José Veiga está indiciado por corrupção no comércio internacional, fraude fiscal qualificada, branqueamento de capitais e tráfico de influência. No epicentro da investigação, como a VISÃO já noticiou, encontra-se uma proposta de Veiga para a compra, por cerca de €14 milhões, do Banco Internacional de Cabo Verde (BICV), através do Norwich Group, sociedade de que era o único acionista. O BICV pertencia ao universo do Grupo Espírito Santo e Paulo Santana Lopes terá surgido no processo para colmatar as falhas de credibilidade de Veiga durante as negociações com o Novo Banco.

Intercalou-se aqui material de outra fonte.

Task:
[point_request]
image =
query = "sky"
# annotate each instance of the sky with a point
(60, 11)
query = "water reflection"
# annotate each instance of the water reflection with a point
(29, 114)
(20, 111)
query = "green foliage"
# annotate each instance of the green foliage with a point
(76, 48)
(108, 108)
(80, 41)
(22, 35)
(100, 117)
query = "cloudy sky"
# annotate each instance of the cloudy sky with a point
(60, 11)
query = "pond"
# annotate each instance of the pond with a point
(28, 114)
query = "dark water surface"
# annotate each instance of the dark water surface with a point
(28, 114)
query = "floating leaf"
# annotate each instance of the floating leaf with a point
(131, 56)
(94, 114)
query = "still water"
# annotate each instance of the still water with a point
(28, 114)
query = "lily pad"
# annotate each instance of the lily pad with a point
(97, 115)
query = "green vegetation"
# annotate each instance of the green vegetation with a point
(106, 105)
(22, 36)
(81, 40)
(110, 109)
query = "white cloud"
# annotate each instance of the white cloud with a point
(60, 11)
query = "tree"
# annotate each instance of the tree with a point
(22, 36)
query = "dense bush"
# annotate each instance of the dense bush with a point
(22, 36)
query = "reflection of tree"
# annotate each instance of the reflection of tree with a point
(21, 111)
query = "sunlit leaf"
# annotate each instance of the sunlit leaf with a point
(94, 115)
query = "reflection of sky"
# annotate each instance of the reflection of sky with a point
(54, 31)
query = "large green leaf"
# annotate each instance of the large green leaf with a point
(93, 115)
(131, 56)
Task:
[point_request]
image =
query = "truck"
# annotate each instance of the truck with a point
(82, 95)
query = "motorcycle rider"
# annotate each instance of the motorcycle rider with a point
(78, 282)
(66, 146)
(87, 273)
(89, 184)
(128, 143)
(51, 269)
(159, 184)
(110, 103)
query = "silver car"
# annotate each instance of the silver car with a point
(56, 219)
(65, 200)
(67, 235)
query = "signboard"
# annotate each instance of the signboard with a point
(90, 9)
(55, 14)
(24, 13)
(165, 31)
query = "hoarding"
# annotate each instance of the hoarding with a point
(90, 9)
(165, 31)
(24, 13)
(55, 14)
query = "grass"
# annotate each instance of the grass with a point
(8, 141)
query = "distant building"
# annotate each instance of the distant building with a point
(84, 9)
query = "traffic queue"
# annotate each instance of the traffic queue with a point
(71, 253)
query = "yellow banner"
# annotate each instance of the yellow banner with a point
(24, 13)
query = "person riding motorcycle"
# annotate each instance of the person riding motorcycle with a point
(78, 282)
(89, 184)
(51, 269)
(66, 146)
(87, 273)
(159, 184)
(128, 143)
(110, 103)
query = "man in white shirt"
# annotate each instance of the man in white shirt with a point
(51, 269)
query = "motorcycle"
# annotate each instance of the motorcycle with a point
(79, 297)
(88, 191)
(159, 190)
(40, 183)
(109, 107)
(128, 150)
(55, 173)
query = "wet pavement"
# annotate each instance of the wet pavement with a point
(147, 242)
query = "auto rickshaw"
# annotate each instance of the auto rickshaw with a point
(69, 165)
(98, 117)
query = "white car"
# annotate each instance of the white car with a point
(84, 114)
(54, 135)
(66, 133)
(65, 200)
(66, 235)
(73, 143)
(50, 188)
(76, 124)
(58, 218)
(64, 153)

A investigação cruzar-se-ia com outro nome do futebol, o ex-presidente do Benfica Manuel Damásio, o qual teria o papel de introduzir Miguel Relvas como “facilitador” no processo de compra do BICV, intercedendo por Veiga junto de Sérgio Monteiro, que fora nomeado, em novembro de 2015, consultor do Fundo de Resolução para a venda do Novo Banco.
Tanto o ex-ministro como o ex-secretário de Estado do Governo de Passos Coelho negaram ter tido qualquer envolvimento naquele negócio. Mas o juiz Carlos Alexandre proibiu os arguidos do inquérito da Rota do Atlântico de contactarem com Miguel Relvas e Sérgio Monteiro.
Uma ‘mina’ chamada Congo-Brazzaville
Depois da sua queda em desgraça como agente de futebolistas, José Veiga virou-se para o Congo-Brazzaville, conseguindo estabelecer relações privilegiadas com altas figuras do regime do general Denis Sassou Nguesso. De tal forma que até adquiriu a nacionalidade congolesa.
A tentativa de compra do BICV, de acordo com os investigadores, também remetia para a elite de Brazzaville: 70% a 80% do total dos depósitos no antigo banco do Grupo Espírito Santo na Cidade da Praia seriam de congoleses, parte deles em nome de offshores representadas por testas de ferro, e havia razões de sobra para temer pelo futuro daquela instituição bancária.
José Veiga tornou-se diretor-geral da brasileira Asperbras no Congo-Brazzaville, e as contratações para empreitadas públicas choveram, com Paulo Santana Lopes no controlo das obras. Só entre 2012 e 2013, a Asperbras terá recebido do Estado congolês 1 100 milhões de dólares (€982 milhões). O Ministério Público português possui fortes indícios de que Veiga terá conseguido aqueles contratos através do suborno de responsáveis políticos do regime de Nguesso. Em contrapartida, o ex-agente FIFA e Paulo Santana Lopes receberiam luvas, canalizadas mediante uma intrincada teia de transferâncias bancárias.
O inquérito da operação Rota do Atlântico, dirigido pelas procuradoras Susana Figueiredo e Sara Sobral, do Departamento Central de Investigação e Ação Penal, foi declarado de “especial complexidade”, pelo que a dedução da acusação ainda demorará, por certo, mais de um ano.